IS PRESIDENT BUSH GOING TO ENDORSE EXTENDING THE ASSAULT WEAPON BAN? That’s what this story says.

Sounds like a good way to be a one-termer, to me.

UPDATE: Rand Simberg thinks it’s safe for Bush, as the extension is unlikely to pass:

So it’s probably a safe position to take. He can make himself look moderate to the moderates, while still allowing the thing to die, thus pleasing his gun rights constituency.

Well, maybe. It seems a bit, well, Clintonian to me.

ANOTHER UPDATE: John Tabin thinks I’m wrong, too. He doesn’t think this has a lot of political traction.

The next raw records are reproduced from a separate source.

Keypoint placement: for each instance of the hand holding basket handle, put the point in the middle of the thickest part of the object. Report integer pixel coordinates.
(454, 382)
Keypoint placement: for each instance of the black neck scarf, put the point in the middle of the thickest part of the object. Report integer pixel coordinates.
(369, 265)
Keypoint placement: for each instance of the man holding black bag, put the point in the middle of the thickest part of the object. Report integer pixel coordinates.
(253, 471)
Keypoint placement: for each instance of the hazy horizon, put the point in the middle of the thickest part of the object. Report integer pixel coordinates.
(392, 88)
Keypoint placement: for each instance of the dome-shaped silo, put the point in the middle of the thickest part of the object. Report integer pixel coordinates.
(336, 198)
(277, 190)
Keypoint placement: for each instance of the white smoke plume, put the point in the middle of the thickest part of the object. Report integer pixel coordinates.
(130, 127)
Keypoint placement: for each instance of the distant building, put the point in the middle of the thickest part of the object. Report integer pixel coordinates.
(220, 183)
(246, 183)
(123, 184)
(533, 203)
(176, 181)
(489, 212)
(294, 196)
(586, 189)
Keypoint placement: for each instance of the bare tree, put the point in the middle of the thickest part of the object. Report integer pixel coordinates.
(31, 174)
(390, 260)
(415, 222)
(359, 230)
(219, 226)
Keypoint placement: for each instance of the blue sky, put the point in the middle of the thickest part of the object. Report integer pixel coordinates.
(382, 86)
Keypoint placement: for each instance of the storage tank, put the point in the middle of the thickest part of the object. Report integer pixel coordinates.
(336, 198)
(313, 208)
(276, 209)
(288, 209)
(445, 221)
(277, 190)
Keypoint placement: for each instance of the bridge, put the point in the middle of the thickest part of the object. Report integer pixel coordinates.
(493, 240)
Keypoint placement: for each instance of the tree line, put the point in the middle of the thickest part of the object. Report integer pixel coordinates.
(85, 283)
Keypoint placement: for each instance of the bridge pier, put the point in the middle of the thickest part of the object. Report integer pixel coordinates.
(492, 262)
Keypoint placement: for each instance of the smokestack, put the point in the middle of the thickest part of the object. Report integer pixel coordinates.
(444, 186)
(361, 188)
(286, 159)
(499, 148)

He may be right, of course — but I’ve gotten a lot of angry email about this, copied from gun-rights lists, that suggests that the gun-activist constituency is already pretty upset about it. They also think that Bush has been all talk, no action, on the Ashcroft Second Amendment strategy (and they’re clearly right about that). So if those people get mad will they stay home? Maybe. If they do will it cost Bush some states? Maybe. Can he afford to lose those states? Maybe. Is he smart to take that chance? At best, maybe. Anyway, here’s what I wrote when this was first rumored, back on Sept, 8, 2001.

ANOTHER UPDATE: Reader Mike McDaniel writes:

think that Bush and Rove have miscalculated the brittleness of their support from gun owners. Gun owners have become very watchful for the knife in the back – so much so that many regard betrayal as inevitable. Trust has to be earned, and Bush has provided little more than lip service.

The Republican Party tends to forget that every election in the last fifteen years that they fought with NRA support was a victory – and every election without NRA support was a defeat. Sooner or later, the people they keep stabbing in the back will walk out and STAY out – or the Democrats will figure out that a slightly better offer (which would not have to be much) would turn gun owners on THEIR side, smashing the Republicans’ chances for decades to come.

We’ll have to see. But Bush needs to take care – he is horribly vulnerable on the right. The Democrats can’t do it, but a conservative Republican could easily. . .

He needs to stop pandering to his opponents and start mending some fences.

I think that there’s a significant group of people who feel this way, and that McDaniel is right — their support is brittle, and they’re hypersensitive about betrayal, because they’ve been betrayed so many times.